Anonymous Anonymous said...

Here's your free coaching, take it for what it's worth:

1) Buy in full. I don't know what a "full" buy in is for your game, but if you have an edge in the game, then buy in for enough to cover everyone, or at least 100bb. 66bb is an awkward stack size and you are giving up EV by playing this way.

2) Raise bigger preflop. Your preflop raise wasn't big enough. There are 7 players already in! In online games, 4bb + 1bb for each limper is a standard raise. For live games, I find that you need to raise even bigger. You want to get the flop heads up AT WORST (best case is taking it down uncontested).

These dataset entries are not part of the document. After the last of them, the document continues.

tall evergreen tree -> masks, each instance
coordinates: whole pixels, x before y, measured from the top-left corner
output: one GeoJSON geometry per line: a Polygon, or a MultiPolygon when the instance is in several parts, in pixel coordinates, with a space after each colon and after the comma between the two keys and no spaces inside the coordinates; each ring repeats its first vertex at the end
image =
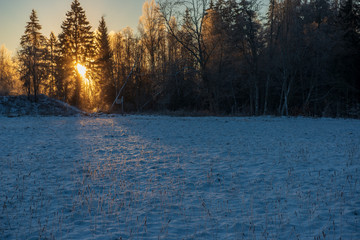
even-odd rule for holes
{"type": "Polygon", "coordinates": [[[39,85],[45,77],[46,39],[40,33],[41,28],[36,11],[32,10],[30,21],[27,22],[25,33],[21,37],[21,49],[18,53],[21,63],[21,79],[28,96],[33,94],[35,101],[37,101],[39,85]]]}
{"type": "Polygon", "coordinates": [[[96,79],[100,87],[100,103],[109,106],[116,97],[113,79],[113,53],[110,47],[108,28],[101,18],[96,34],[96,79]]]}
{"type": "Polygon", "coordinates": [[[342,33],[342,48],[338,53],[338,71],[346,86],[346,105],[360,101],[360,3],[356,0],[341,2],[338,24],[342,33]]]}
{"type": "MultiPolygon", "coordinates": [[[[64,82],[65,98],[75,106],[81,106],[83,79],[76,66],[81,64],[88,70],[93,67],[94,36],[86,18],[85,11],[78,0],[71,4],[71,10],[66,13],[62,33],[59,35],[61,44],[61,70],[64,82]]],[[[91,75],[91,71],[87,71],[91,75]]]]}
{"type": "Polygon", "coordinates": [[[59,93],[59,86],[57,84],[57,62],[59,56],[59,42],[57,37],[55,36],[54,32],[50,33],[49,39],[47,39],[47,84],[45,86],[46,93],[50,97],[58,96],[59,93]]]}
{"type": "Polygon", "coordinates": [[[261,25],[257,16],[256,0],[242,0],[235,15],[233,39],[243,55],[247,76],[248,95],[251,114],[260,113],[259,54],[262,50],[261,25]]]}

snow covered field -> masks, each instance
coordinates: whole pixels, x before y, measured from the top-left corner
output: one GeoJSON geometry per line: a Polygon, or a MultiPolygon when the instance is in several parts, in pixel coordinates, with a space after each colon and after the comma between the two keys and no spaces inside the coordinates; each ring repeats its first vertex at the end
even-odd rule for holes
{"type": "Polygon", "coordinates": [[[360,121],[0,117],[0,239],[360,239],[360,121]]]}

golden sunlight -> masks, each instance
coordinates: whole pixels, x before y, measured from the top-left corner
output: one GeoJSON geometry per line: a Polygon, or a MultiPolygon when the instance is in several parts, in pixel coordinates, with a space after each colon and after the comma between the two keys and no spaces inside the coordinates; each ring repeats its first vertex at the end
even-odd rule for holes
{"type": "Polygon", "coordinates": [[[86,67],[84,67],[83,65],[81,65],[80,63],[76,64],[76,69],[78,71],[78,73],[81,75],[82,78],[86,79],[86,67]]]}

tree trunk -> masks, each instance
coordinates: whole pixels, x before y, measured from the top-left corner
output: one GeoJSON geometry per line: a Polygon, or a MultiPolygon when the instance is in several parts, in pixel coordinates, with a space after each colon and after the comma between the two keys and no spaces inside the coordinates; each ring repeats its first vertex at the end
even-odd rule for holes
{"type": "Polygon", "coordinates": [[[257,79],[255,79],[255,115],[259,115],[259,85],[257,79]]]}
{"type": "Polygon", "coordinates": [[[264,100],[264,115],[267,114],[268,98],[269,98],[269,83],[270,83],[270,74],[268,74],[267,78],[266,78],[265,100],[264,100]]]}

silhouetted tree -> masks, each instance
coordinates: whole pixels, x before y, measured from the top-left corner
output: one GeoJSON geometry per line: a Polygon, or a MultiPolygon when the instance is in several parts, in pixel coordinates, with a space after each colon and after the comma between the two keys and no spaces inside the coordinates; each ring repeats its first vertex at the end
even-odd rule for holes
{"type": "MultiPolygon", "coordinates": [[[[150,84],[148,91],[151,95],[157,97],[164,90],[166,34],[164,19],[161,17],[159,5],[155,0],[147,0],[143,4],[138,29],[141,45],[146,50],[144,57],[147,61],[144,67],[147,70],[146,82],[150,84]]],[[[156,98],[151,101],[153,100],[156,100],[156,98]]]]}
{"type": "Polygon", "coordinates": [[[44,81],[44,93],[50,97],[59,96],[61,87],[58,85],[58,68],[59,61],[59,42],[53,32],[50,33],[49,39],[46,41],[46,70],[47,79],[44,81]]]}
{"type": "Polygon", "coordinates": [[[109,34],[104,18],[93,34],[73,0],[46,47],[32,14],[21,77],[28,95],[87,109],[120,95],[126,111],[360,116],[359,1],[269,1],[261,19],[256,0],[147,0],[139,34],[109,34]]]}
{"type": "Polygon", "coordinates": [[[96,33],[95,66],[95,78],[100,88],[99,100],[107,110],[116,97],[116,89],[113,81],[113,53],[104,17],[101,18],[96,33]]]}
{"type": "Polygon", "coordinates": [[[344,0],[340,4],[337,24],[341,34],[341,45],[337,48],[336,72],[342,83],[342,108],[360,102],[360,3],[344,0]]]}
{"type": "Polygon", "coordinates": [[[30,21],[21,37],[21,49],[18,52],[21,79],[27,89],[28,96],[30,97],[33,94],[35,101],[37,101],[40,83],[45,78],[46,40],[40,33],[41,28],[36,11],[32,10],[30,21]]]}
{"type": "Polygon", "coordinates": [[[66,13],[66,20],[62,23],[62,33],[59,35],[61,46],[61,70],[65,99],[75,106],[86,107],[81,104],[81,96],[85,95],[84,85],[76,66],[81,64],[88,69],[87,77],[91,77],[94,62],[94,36],[86,18],[85,11],[78,0],[74,0],[71,9],[66,13]]]}
{"type": "Polygon", "coordinates": [[[258,3],[242,0],[235,19],[234,39],[243,55],[249,89],[251,114],[260,113],[259,55],[262,51],[261,24],[257,17],[258,3]]]}
{"type": "Polygon", "coordinates": [[[209,2],[197,1],[169,1],[160,3],[160,12],[165,20],[167,30],[196,60],[196,68],[200,73],[203,85],[202,93],[205,95],[204,107],[216,111],[215,87],[209,80],[208,62],[213,48],[204,42],[204,20],[208,14],[209,2]],[[185,12],[182,12],[185,9],[185,12]],[[175,18],[182,25],[182,31],[176,32],[171,26],[171,19],[175,18]]]}

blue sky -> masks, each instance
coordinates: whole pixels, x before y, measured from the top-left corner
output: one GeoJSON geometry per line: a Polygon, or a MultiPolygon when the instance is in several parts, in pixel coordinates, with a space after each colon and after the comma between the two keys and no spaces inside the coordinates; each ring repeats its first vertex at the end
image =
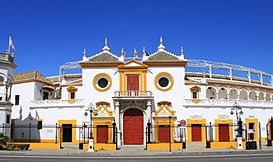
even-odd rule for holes
{"type": "Polygon", "coordinates": [[[11,35],[15,73],[57,75],[59,66],[101,51],[157,50],[240,64],[273,74],[272,0],[0,0],[0,51],[11,35]]]}

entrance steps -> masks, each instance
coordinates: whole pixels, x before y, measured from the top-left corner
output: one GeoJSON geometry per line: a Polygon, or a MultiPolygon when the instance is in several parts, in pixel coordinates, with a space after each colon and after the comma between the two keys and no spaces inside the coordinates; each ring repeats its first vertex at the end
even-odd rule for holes
{"type": "Polygon", "coordinates": [[[122,145],[120,146],[119,151],[135,152],[143,151],[145,148],[146,148],[145,145],[122,145]]]}
{"type": "Polygon", "coordinates": [[[64,150],[79,150],[79,144],[62,143],[64,150]]]}
{"type": "Polygon", "coordinates": [[[187,149],[202,150],[206,148],[206,142],[187,142],[187,149]]]}

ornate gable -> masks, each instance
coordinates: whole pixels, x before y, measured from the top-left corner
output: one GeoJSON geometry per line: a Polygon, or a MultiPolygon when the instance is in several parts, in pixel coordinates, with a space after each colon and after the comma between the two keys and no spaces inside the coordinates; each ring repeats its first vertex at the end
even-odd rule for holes
{"type": "Polygon", "coordinates": [[[93,111],[93,115],[96,117],[112,117],[113,111],[109,109],[110,103],[108,102],[97,102],[97,109],[93,111]]]}
{"type": "Polygon", "coordinates": [[[148,66],[136,60],[130,60],[118,66],[119,69],[147,69],[148,66]]]}
{"type": "Polygon", "coordinates": [[[155,116],[164,117],[164,116],[172,116],[175,114],[175,111],[171,108],[171,102],[161,101],[158,102],[157,105],[159,108],[155,111],[155,116]]]}

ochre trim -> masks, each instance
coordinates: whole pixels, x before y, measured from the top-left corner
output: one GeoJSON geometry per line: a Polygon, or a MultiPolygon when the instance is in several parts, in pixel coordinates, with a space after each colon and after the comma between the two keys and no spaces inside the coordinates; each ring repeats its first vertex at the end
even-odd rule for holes
{"type": "Polygon", "coordinates": [[[67,89],[68,92],[68,103],[70,104],[74,104],[75,103],[75,99],[76,99],[76,91],[78,90],[78,88],[74,87],[74,86],[69,86],[67,89]],[[74,99],[71,99],[71,93],[74,92],[74,99]]]}
{"type": "Polygon", "coordinates": [[[99,73],[99,74],[97,74],[97,75],[94,77],[94,79],[93,79],[93,86],[94,86],[94,88],[95,88],[97,91],[99,91],[99,92],[106,92],[106,91],[108,91],[108,90],[111,88],[111,86],[112,86],[112,79],[111,79],[111,77],[110,77],[108,74],[106,74],[106,73],[99,73]],[[105,88],[100,88],[100,87],[97,86],[97,79],[100,78],[100,77],[105,77],[105,78],[107,78],[107,80],[108,80],[108,85],[107,85],[107,87],[105,87],[105,88]]]}
{"type": "Polygon", "coordinates": [[[173,85],[174,85],[174,80],[173,80],[173,77],[171,74],[167,73],[167,72],[161,72],[161,73],[158,73],[154,79],[154,85],[155,87],[162,91],[162,92],[166,92],[166,91],[169,91],[170,89],[172,89],[173,85]],[[158,80],[161,76],[167,76],[170,80],[169,80],[169,86],[167,88],[162,88],[158,85],[158,80]]]}
{"type": "Polygon", "coordinates": [[[206,119],[187,119],[187,142],[192,142],[192,133],[191,133],[191,125],[192,124],[201,124],[201,134],[202,134],[202,142],[206,142],[206,119]]]}
{"type": "Polygon", "coordinates": [[[74,86],[69,86],[68,88],[66,88],[68,92],[71,92],[71,91],[77,91],[78,88],[74,87],[74,86]]]}
{"type": "MultiPolygon", "coordinates": [[[[254,119],[246,118],[245,122],[246,122],[246,130],[249,129],[248,128],[249,123],[254,123],[254,130],[255,130],[254,140],[258,141],[259,140],[259,137],[258,137],[258,132],[259,132],[259,130],[258,130],[258,125],[259,125],[258,118],[254,118],[254,119]]],[[[247,138],[249,139],[249,134],[247,134],[247,138]]]]}
{"type": "Polygon", "coordinates": [[[154,118],[154,136],[155,136],[155,143],[159,142],[159,126],[160,125],[170,125],[170,136],[171,136],[171,142],[174,142],[174,122],[175,122],[176,118],[172,117],[171,119],[169,119],[168,117],[166,117],[166,119],[157,119],[154,118]]]}
{"type": "Polygon", "coordinates": [[[148,66],[147,65],[145,65],[145,64],[143,64],[143,63],[140,63],[140,62],[138,62],[138,61],[136,61],[136,60],[130,60],[130,61],[128,61],[128,62],[126,62],[126,63],[124,63],[124,64],[121,64],[121,65],[119,65],[118,66],[118,69],[121,71],[122,69],[125,69],[125,70],[127,70],[127,69],[142,69],[142,70],[147,70],[148,69],[148,66]],[[129,64],[131,64],[131,63],[136,63],[136,64],[138,64],[139,66],[126,66],[126,65],[129,65],[129,64]]]}
{"type": "Polygon", "coordinates": [[[219,142],[219,124],[228,124],[229,125],[229,141],[233,141],[233,120],[232,119],[215,119],[215,140],[219,142]]]}
{"type": "Polygon", "coordinates": [[[168,62],[143,62],[148,66],[186,66],[187,61],[168,61],[168,62]]]}
{"type": "Polygon", "coordinates": [[[193,87],[190,88],[191,92],[199,92],[200,89],[201,89],[201,88],[198,87],[198,86],[193,86],[193,87]]]}
{"type": "Polygon", "coordinates": [[[172,103],[169,102],[169,101],[160,101],[160,102],[157,103],[157,106],[161,106],[161,105],[168,105],[168,106],[170,106],[171,104],[172,103]]]}
{"type": "Polygon", "coordinates": [[[97,106],[99,106],[99,105],[106,105],[106,106],[109,106],[110,103],[109,103],[109,102],[106,102],[106,101],[100,101],[100,102],[97,102],[96,105],[97,105],[97,106]]]}
{"type": "Polygon", "coordinates": [[[192,102],[198,104],[201,100],[200,99],[192,99],[192,102]]]}
{"type": "Polygon", "coordinates": [[[147,88],[147,71],[142,69],[135,69],[132,71],[124,69],[124,71],[120,72],[119,75],[119,88],[120,91],[127,90],[127,75],[138,75],[139,76],[139,90],[146,90],[147,88]]]}
{"type": "Polygon", "coordinates": [[[94,143],[97,143],[97,126],[98,125],[108,125],[108,143],[113,142],[112,138],[112,119],[109,118],[100,118],[96,117],[93,119],[93,137],[94,137],[94,143]]]}
{"type": "MultiPolygon", "coordinates": [[[[58,126],[62,127],[63,124],[72,124],[72,144],[77,144],[76,141],[76,125],[77,120],[58,120],[58,126]]],[[[58,140],[60,142],[61,139],[63,139],[63,132],[61,132],[61,129],[58,130],[58,140]],[[60,139],[60,137],[62,137],[60,139]]]]}
{"type": "MultiPolygon", "coordinates": [[[[162,102],[159,102],[159,103],[161,103],[159,105],[159,108],[154,112],[156,116],[163,110],[164,107],[170,112],[171,115],[175,114],[175,111],[172,110],[172,108],[170,107],[170,105],[171,105],[170,102],[162,101],[162,102]]],[[[159,103],[157,103],[157,104],[159,104],[159,103]]]]}
{"type": "Polygon", "coordinates": [[[95,115],[96,113],[98,113],[102,108],[109,114],[109,117],[111,117],[113,115],[113,111],[109,110],[109,103],[108,102],[97,102],[97,109],[95,111],[93,111],[93,115],[95,115]]]}

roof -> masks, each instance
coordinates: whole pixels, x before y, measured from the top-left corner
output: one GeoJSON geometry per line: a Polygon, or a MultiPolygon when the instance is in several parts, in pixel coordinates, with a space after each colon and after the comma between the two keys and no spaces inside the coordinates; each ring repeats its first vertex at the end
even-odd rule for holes
{"type": "Polygon", "coordinates": [[[119,62],[117,56],[110,52],[101,52],[89,59],[89,62],[119,62]]]}
{"type": "Polygon", "coordinates": [[[178,61],[179,58],[167,51],[157,51],[149,56],[148,61],[178,61]]]}
{"type": "Polygon", "coordinates": [[[20,74],[13,75],[13,81],[14,82],[24,82],[24,81],[41,81],[48,84],[51,84],[51,82],[46,79],[41,73],[38,71],[30,71],[30,72],[24,72],[20,74]]]}

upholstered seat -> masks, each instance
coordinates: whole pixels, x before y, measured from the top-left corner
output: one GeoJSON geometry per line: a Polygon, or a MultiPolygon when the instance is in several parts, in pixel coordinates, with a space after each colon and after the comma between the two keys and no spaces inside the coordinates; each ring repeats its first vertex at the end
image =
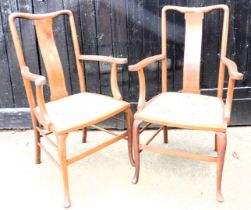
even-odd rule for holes
{"type": "MultiPolygon", "coordinates": [[[[87,92],[46,103],[48,117],[59,133],[64,128],[76,130],[102,122],[129,107],[125,101],[87,92]]],[[[39,112],[39,108],[36,109],[39,112]]]]}
{"type": "Polygon", "coordinates": [[[164,92],[146,103],[135,119],[169,127],[224,131],[224,103],[221,98],[193,93],[164,92]]]}

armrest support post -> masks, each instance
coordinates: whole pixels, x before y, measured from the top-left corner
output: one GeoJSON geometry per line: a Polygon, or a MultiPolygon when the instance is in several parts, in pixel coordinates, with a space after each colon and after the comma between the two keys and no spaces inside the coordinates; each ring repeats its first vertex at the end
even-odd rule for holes
{"type": "Polygon", "coordinates": [[[139,76],[139,101],[138,101],[138,110],[142,109],[146,102],[146,80],[144,69],[138,71],[139,76]]]}
{"type": "Polygon", "coordinates": [[[110,84],[112,95],[115,99],[122,100],[122,95],[119,90],[118,85],[118,64],[126,64],[126,58],[114,58],[110,56],[101,56],[101,55],[80,55],[79,60],[89,60],[89,61],[99,61],[99,62],[108,62],[112,64],[110,84]]]}
{"type": "MultiPolygon", "coordinates": [[[[34,82],[35,87],[36,87],[35,88],[36,89],[36,101],[37,101],[37,105],[40,111],[39,118],[41,119],[42,124],[45,126],[45,128],[49,130],[53,124],[50,121],[49,116],[47,114],[45,101],[44,101],[43,85],[46,84],[46,79],[44,76],[31,73],[27,66],[21,69],[21,74],[25,80],[34,82]]],[[[30,87],[29,94],[31,94],[32,92],[31,86],[29,87],[30,87]]],[[[33,109],[36,109],[35,104],[34,104],[33,109]]]]}
{"type": "Polygon", "coordinates": [[[227,123],[229,123],[231,116],[233,95],[234,95],[235,80],[242,80],[243,74],[238,72],[237,65],[232,60],[226,57],[221,57],[221,61],[227,67],[229,74],[227,98],[225,103],[225,116],[224,116],[227,123]]]}

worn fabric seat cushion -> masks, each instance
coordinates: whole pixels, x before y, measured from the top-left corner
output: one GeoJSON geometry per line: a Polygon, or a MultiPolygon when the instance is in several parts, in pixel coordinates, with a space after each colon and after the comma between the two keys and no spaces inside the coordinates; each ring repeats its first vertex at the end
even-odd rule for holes
{"type": "Polygon", "coordinates": [[[164,92],[151,99],[135,119],[174,127],[225,130],[221,98],[193,93],[164,92]]]}
{"type": "MultiPolygon", "coordinates": [[[[130,106],[125,101],[95,93],[78,93],[46,103],[49,119],[56,131],[76,130],[101,122],[130,106]]],[[[39,113],[39,108],[36,108],[39,113]]]]}

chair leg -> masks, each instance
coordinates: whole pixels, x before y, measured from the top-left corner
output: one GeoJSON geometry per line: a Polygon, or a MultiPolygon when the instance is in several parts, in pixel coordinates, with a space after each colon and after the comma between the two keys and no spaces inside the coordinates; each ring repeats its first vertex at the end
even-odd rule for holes
{"type": "Polygon", "coordinates": [[[167,129],[167,126],[164,126],[163,128],[163,133],[164,133],[164,144],[167,144],[168,143],[168,129],[167,129]]]}
{"type": "Polygon", "coordinates": [[[41,163],[41,148],[38,145],[40,143],[40,133],[37,130],[38,121],[35,118],[35,116],[31,116],[32,118],[32,126],[34,130],[34,138],[35,138],[35,163],[40,164],[41,163]]]}
{"type": "Polygon", "coordinates": [[[87,139],[87,128],[83,128],[82,143],[86,143],[87,139]]]}
{"type": "Polygon", "coordinates": [[[216,200],[218,202],[223,202],[224,198],[221,193],[221,181],[222,181],[222,172],[225,159],[225,151],[227,146],[227,135],[226,133],[216,133],[216,142],[217,142],[217,152],[218,152],[218,161],[217,161],[217,179],[216,179],[216,200]]]}
{"type": "Polygon", "coordinates": [[[217,135],[214,135],[214,151],[217,152],[217,135]]]}
{"type": "Polygon", "coordinates": [[[135,173],[132,179],[132,183],[136,184],[139,179],[139,169],[140,169],[140,150],[139,150],[139,126],[142,121],[134,120],[133,130],[132,130],[132,140],[134,148],[134,157],[135,157],[135,173]]]}
{"type": "Polygon", "coordinates": [[[131,165],[135,166],[135,161],[133,158],[133,152],[132,152],[132,123],[133,123],[133,117],[132,117],[132,111],[131,109],[128,109],[126,111],[126,121],[127,121],[127,131],[128,131],[128,154],[131,165]]]}
{"type": "Polygon", "coordinates": [[[58,154],[64,183],[64,207],[69,208],[71,206],[71,201],[69,195],[68,170],[66,162],[66,138],[67,134],[58,136],[58,154]]]}

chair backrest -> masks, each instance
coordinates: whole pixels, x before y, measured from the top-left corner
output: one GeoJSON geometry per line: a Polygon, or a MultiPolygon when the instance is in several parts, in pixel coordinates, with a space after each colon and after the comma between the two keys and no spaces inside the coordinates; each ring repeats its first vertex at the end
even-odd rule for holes
{"type": "MultiPolygon", "coordinates": [[[[24,18],[33,21],[36,29],[39,49],[41,52],[41,56],[43,58],[44,66],[49,80],[51,100],[56,100],[68,95],[65,84],[64,71],[53,34],[53,20],[54,18],[60,15],[67,15],[69,17],[71,35],[73,40],[73,46],[75,51],[76,64],[80,82],[80,90],[81,92],[84,92],[85,80],[83,74],[83,66],[78,59],[80,55],[80,50],[72,12],[70,10],[61,10],[58,12],[52,12],[47,14],[13,13],[9,17],[10,29],[12,32],[13,42],[17,52],[19,66],[21,69],[26,66],[26,62],[24,59],[20,38],[16,29],[15,20],[16,18],[24,18]]],[[[31,84],[25,78],[23,79],[29,104],[31,107],[34,107],[35,103],[34,103],[34,96],[31,94],[31,84]]]]}
{"type": "MultiPolygon", "coordinates": [[[[200,93],[200,60],[204,14],[212,10],[222,9],[224,11],[223,29],[221,39],[221,56],[225,57],[227,49],[229,9],[226,5],[215,5],[208,7],[179,7],[164,6],[162,9],[162,54],[167,56],[167,11],[175,10],[184,13],[185,17],[185,49],[183,68],[183,92],[200,93]]],[[[166,62],[162,62],[162,77],[167,75],[166,62]]],[[[224,84],[224,65],[220,61],[218,78],[218,97],[222,97],[224,84]]],[[[162,78],[162,91],[167,90],[166,78],[162,78]]]]}

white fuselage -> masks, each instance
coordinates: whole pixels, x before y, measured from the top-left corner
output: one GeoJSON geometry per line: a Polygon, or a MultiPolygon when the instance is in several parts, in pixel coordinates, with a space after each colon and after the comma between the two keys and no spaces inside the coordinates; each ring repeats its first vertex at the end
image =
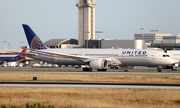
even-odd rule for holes
{"type": "MultiPolygon", "coordinates": [[[[168,57],[163,51],[149,49],[44,49],[49,52],[64,53],[74,56],[87,56],[91,59],[115,59],[120,66],[162,66],[174,64],[175,61],[168,57]]],[[[53,54],[46,54],[36,51],[36,56],[31,58],[59,65],[83,65],[86,64],[80,60],[61,57],[53,54]]],[[[30,56],[29,56],[30,57],[30,56]]]]}
{"type": "Polygon", "coordinates": [[[180,63],[180,50],[168,50],[167,54],[174,60],[178,60],[180,63]]]}

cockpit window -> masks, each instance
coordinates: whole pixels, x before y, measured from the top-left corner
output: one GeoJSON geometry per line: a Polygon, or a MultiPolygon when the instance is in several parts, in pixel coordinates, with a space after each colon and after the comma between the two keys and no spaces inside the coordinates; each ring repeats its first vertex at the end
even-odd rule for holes
{"type": "Polygon", "coordinates": [[[169,55],[163,55],[163,57],[170,57],[169,55]]]}

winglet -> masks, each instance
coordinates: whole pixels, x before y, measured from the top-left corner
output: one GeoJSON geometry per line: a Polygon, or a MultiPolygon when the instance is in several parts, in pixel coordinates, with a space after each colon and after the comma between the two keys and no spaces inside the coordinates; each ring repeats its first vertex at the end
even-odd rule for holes
{"type": "Polygon", "coordinates": [[[27,25],[22,24],[26,38],[31,49],[47,49],[43,42],[38,38],[34,31],[27,25]]]}

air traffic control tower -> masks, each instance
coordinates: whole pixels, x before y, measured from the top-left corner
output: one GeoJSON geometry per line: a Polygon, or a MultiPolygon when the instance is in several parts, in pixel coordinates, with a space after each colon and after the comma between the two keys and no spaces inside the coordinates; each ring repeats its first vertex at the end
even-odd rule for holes
{"type": "Polygon", "coordinates": [[[79,0],[78,7],[78,44],[85,45],[85,40],[95,39],[95,0],[79,0]]]}

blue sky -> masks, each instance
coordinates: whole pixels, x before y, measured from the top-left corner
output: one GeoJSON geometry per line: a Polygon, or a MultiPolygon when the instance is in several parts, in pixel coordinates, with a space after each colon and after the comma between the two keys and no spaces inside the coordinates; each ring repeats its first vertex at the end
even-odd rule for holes
{"type": "MultiPolygon", "coordinates": [[[[45,42],[78,39],[78,0],[0,0],[0,48],[28,45],[22,24],[45,42]],[[6,41],[6,42],[3,42],[6,41]],[[22,43],[23,42],[23,43],[22,43]]],[[[133,39],[135,33],[180,34],[180,0],[97,0],[97,38],[133,39]]]]}

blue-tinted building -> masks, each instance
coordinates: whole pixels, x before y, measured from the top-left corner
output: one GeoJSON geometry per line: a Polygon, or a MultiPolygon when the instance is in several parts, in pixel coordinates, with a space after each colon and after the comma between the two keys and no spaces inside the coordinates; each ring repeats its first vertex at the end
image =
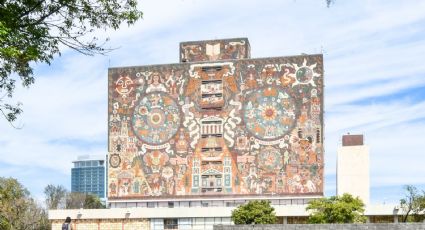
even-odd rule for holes
{"type": "Polygon", "coordinates": [[[71,192],[91,193],[105,198],[106,156],[80,156],[71,169],[71,192]]]}

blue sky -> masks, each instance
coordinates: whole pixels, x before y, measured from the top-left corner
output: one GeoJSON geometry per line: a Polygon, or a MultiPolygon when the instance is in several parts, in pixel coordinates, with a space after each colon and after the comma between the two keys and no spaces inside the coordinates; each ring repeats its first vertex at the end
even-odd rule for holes
{"type": "Polygon", "coordinates": [[[64,49],[35,64],[19,88],[24,114],[0,120],[0,176],[18,178],[38,199],[47,184],[70,188],[71,161],[107,153],[107,69],[178,62],[182,41],[247,37],[251,56],[323,53],[325,194],[335,193],[341,135],[365,135],[372,203],[396,203],[402,186],[425,189],[425,1],[141,1],[144,19],[98,31],[119,47],[88,57],[64,49]]]}

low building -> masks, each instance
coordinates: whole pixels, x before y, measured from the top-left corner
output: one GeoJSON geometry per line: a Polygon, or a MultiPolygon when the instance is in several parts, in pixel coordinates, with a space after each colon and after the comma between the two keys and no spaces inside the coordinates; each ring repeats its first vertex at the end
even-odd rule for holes
{"type": "MultiPolygon", "coordinates": [[[[296,202],[294,199],[293,201],[296,202]]],[[[273,201],[272,201],[273,202],[273,201]]],[[[276,202],[275,202],[276,203],[276,202]]],[[[165,204],[163,206],[166,206],[165,204]]],[[[306,223],[309,213],[306,204],[274,204],[279,224],[306,223]]],[[[61,229],[67,216],[73,219],[74,229],[163,230],[213,229],[214,225],[232,224],[230,216],[236,207],[128,207],[112,209],[50,210],[52,230],[61,229]]],[[[394,205],[368,205],[365,215],[371,223],[398,222],[401,215],[394,205]]]]}

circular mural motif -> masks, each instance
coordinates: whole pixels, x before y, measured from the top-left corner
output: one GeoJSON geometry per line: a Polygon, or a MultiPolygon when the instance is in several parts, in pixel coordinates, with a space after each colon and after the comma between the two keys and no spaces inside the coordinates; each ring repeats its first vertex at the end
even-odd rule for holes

3) Check behind on the flop. You missed. Every PP is either quads, a full house, or an over pair. Will either of them fold 88 here? How about an ace? When you start a hand with an "obvious" steal your cbet isn't going to get the usual respect, so I take the free turn card. If your reads are correct, then you might have the best hand. If there is no action on the turn, then you can bluff the river and maybe make them fold their ace-rags.

-Loki9

2/25/09 8:33 PM  
Blogger Cardgrrl said...

Thanks for taking the time to share your thoughts, Loki, I'm always grateful for another perspective. (A full response would require a post of its own, but for a whole variety of reasons, I'm actually not unhappy with my play in this hand. Given the same actors and the same circumstance, I'd be okay with playing it the same way again.)

For the record, though, the title on this post was meant as a tongue-in-cheek remark to Mr. 2-5.